Eggers' acceptance speech. “I'm very nervous to be here after one of my idols of all time, Gore Vidal. He's being charmingly nervous, grateful, he says, to be included on a list of winners that includes Ferlingetti and Barney Rosset.

“This is room full of strange people…that's why I'm so happy to be among you.”

“Keep it weird.” Eggers' directive to the 826 Centers. 

Eggers says he sees good things to come in publishing.

8:25: Gore Vidal Is Awarded The Medal For Distinguished Contribution to Literature

Gearing up to present the Medal for Distinguished Contribution to Literature, introduced by Joanne Woodward.  She introduces a video montage on the career of this year's award recipient, Gore Vidal, with Louis Armstrong playing as pictures and book jackets flit across the screen.

Vidal is wheeled up on stage to a standing ovation.  He talks about Roosevelt and his first days in the White House, when the Navy man assigned to push his wheelchair lost control and sent him flying into a closet filled with carbon paper.  “Most Presidents fear assassination.  It is my impression I shall vanish from your view because I have been fired,” said Roosevelt.  Vidal is taking his time, joking, thanking Joanne Woodward, praising their 50-year friendship.  

A few quotes from Vidal's speech: “Literature is very easy, you know,” says Vidal, addressing Borowitz.  “You've just got to keep busy before the pulping.” 

“Didn't George Washington say, 'he who carries Afghanistan carries New Jersey.”

“If I had a speech, I'd be giving it.”

8:20: Borowitz's Intro

“Better and worser, that's what they were, times-wise.”  Borowitz trying out first lines for his novel on the audience.

“Are you ready for the show,” he asks. 

8:15: The Ceremony Begins

Host Andy Borowitz takes the stage, and says, to publishing, we're all in this sinking ship togher.  Now he's dissing agents, asking, “do you know what the word 'genre' means.  But it's all in good fun.

8:00: During Dinner

So nothing is going on on stage, but, fellow critics, there's much talk in the press box, which, of course, is full of critics and behind-the-scenes publishing people.  Ron Hogan, of GalleyCat, is right behind me.  Library Journal is a couple rows back.  And I'm sure somebody is here from the NY Times. There always is. 

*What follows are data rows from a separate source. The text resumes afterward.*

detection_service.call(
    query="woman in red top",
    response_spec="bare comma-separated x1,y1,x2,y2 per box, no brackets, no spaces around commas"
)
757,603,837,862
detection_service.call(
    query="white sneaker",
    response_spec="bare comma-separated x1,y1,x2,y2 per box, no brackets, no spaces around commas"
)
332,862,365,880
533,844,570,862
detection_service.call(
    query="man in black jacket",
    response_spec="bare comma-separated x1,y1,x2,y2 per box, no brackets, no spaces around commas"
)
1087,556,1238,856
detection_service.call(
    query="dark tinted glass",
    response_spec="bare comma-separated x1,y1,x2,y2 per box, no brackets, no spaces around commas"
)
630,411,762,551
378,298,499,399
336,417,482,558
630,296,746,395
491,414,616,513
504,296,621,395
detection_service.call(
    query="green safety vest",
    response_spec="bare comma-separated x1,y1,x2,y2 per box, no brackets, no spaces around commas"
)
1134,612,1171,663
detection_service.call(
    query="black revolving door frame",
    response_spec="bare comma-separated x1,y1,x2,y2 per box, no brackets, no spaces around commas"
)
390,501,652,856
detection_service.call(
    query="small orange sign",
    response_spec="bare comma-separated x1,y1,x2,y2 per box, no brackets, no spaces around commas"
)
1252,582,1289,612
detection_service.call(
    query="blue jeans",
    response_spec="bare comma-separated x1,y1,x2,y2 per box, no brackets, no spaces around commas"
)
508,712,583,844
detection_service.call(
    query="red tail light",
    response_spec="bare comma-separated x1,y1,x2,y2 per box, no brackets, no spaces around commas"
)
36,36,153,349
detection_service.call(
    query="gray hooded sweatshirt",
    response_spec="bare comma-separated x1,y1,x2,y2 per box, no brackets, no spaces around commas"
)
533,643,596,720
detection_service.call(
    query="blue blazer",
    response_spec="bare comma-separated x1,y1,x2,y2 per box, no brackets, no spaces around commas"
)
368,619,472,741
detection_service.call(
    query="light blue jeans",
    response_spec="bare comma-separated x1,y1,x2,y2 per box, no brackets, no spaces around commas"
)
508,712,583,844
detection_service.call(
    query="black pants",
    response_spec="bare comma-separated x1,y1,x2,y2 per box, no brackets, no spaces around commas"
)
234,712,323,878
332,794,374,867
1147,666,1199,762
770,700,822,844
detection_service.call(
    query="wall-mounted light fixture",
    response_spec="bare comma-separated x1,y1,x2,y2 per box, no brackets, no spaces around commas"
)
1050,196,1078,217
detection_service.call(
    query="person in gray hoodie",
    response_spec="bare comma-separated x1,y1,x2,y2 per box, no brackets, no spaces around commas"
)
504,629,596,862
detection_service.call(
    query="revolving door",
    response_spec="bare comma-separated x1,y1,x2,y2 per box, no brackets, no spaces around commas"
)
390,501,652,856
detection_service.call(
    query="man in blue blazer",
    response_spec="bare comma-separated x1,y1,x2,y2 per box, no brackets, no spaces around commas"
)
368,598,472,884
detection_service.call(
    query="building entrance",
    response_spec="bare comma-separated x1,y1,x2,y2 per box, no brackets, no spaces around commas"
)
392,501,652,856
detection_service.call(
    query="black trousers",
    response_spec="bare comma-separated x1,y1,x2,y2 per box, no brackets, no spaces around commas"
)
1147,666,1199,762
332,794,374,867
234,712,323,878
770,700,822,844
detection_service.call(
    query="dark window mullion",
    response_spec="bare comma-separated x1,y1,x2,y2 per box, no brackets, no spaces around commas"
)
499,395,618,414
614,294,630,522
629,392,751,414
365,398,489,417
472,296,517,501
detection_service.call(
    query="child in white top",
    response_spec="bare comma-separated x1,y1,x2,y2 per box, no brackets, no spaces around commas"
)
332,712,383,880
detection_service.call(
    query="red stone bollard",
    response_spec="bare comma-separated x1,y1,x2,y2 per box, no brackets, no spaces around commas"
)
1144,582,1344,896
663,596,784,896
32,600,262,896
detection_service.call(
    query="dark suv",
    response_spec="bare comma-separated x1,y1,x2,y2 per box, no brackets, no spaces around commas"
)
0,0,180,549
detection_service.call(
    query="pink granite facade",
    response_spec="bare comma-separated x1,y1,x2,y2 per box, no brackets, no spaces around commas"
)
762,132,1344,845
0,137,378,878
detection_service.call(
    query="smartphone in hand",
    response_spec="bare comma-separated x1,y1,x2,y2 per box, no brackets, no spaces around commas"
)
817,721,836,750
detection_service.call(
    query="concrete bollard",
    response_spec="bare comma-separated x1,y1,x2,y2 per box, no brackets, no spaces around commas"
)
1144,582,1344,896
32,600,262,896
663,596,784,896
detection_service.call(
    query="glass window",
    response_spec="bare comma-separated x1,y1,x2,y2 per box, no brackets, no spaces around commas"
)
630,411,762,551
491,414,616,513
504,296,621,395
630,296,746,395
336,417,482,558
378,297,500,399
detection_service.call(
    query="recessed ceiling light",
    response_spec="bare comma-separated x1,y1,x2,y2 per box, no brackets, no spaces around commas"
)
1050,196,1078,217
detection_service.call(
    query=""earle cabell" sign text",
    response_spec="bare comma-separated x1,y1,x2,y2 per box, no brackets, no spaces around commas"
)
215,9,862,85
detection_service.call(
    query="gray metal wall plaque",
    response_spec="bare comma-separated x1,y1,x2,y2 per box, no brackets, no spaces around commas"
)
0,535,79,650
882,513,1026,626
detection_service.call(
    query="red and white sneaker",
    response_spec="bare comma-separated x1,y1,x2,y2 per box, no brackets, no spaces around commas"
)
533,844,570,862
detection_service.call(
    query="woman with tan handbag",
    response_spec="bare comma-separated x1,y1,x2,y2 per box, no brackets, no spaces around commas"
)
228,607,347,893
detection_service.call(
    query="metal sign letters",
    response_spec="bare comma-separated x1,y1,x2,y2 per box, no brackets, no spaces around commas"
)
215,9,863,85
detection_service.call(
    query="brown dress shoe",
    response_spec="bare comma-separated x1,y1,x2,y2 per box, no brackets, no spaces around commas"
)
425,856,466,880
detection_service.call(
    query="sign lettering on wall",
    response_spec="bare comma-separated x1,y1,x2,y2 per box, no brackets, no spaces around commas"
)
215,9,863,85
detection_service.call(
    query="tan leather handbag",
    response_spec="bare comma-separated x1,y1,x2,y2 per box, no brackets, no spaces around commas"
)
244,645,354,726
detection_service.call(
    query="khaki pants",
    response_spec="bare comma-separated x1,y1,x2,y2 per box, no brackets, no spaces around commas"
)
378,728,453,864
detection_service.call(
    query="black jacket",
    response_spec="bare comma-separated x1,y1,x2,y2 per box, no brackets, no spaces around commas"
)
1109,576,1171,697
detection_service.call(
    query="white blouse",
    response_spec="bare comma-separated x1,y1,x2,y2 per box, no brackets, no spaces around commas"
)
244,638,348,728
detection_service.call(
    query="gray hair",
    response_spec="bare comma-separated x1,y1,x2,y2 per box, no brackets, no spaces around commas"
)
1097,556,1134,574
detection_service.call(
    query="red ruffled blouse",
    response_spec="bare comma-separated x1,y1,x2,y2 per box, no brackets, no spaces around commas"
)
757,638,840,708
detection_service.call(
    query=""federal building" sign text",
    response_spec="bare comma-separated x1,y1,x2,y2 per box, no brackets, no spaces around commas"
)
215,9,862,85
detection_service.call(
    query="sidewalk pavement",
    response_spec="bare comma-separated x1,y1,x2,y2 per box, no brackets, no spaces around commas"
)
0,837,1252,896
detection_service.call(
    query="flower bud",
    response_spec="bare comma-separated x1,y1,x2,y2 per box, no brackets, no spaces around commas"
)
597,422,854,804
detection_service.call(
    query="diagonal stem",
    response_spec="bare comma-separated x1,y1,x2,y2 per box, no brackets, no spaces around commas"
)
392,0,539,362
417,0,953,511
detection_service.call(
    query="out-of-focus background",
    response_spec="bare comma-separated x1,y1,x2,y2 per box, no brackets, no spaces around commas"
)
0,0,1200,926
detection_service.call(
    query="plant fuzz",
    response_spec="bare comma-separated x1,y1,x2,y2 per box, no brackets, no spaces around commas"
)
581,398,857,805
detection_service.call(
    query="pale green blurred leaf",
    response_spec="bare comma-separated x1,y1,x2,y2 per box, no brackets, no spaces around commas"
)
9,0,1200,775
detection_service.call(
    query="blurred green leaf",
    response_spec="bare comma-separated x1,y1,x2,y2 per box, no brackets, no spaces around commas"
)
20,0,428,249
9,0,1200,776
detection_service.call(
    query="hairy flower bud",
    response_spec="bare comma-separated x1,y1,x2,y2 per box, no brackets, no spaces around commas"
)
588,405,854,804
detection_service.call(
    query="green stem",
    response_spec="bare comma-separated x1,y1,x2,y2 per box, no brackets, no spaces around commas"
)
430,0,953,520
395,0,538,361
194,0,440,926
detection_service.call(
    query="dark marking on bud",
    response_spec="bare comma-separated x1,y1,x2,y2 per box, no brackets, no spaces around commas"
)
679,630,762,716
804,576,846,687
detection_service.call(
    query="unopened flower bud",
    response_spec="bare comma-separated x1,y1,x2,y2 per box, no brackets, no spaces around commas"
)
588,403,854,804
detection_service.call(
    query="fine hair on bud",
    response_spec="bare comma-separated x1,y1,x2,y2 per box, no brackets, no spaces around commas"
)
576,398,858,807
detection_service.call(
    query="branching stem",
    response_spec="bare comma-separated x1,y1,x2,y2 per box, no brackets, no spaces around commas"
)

Now, you don't need my help with this, but here is the list of the finalists.  If you're looking for something else to read, you can check out the interviews I did for the National Book Foundation with all the poetry finalists, also available from that link. 

Cipriani is a fancy place, and bit, especially by New York standards–if you were a moth and could fly 500 feet from where I'm typing, you would still be in the room.  The room is packed with round tables, bought by various organizations, magazines, and publishers.  The finalists' books crowd the middle of the tables.  Images of the finalists and their books are projected on two giants screens.  It's almost as if books were a big deal…

7:45: Cocktail Hour Comes to a Close

HI all.  A late start, but a good one.  I've been milling around the cocktail hour here at Cipriani downtown, where the 2009 National Book Awards is going to start soon.  As I milled, I had the sudden, disturbing realization that I'm the kind of person who doesn't recognize people, likely, at best, to be able to report that a lot of publishing types are here.  I have seen a few familiar faces–NBCC board members Rigoberto Gonzales and Barbara Hoffert.  Poet (and last year's NBA winner) Mark Doty, Jill Bialosky of Norton, and lots of other vaguely recognizable people I can't now name. 

At present, dinner is being served (not to the press, though we can pick up sandwitches from a secret, hidden table).  More news once things get going, which should be around 8.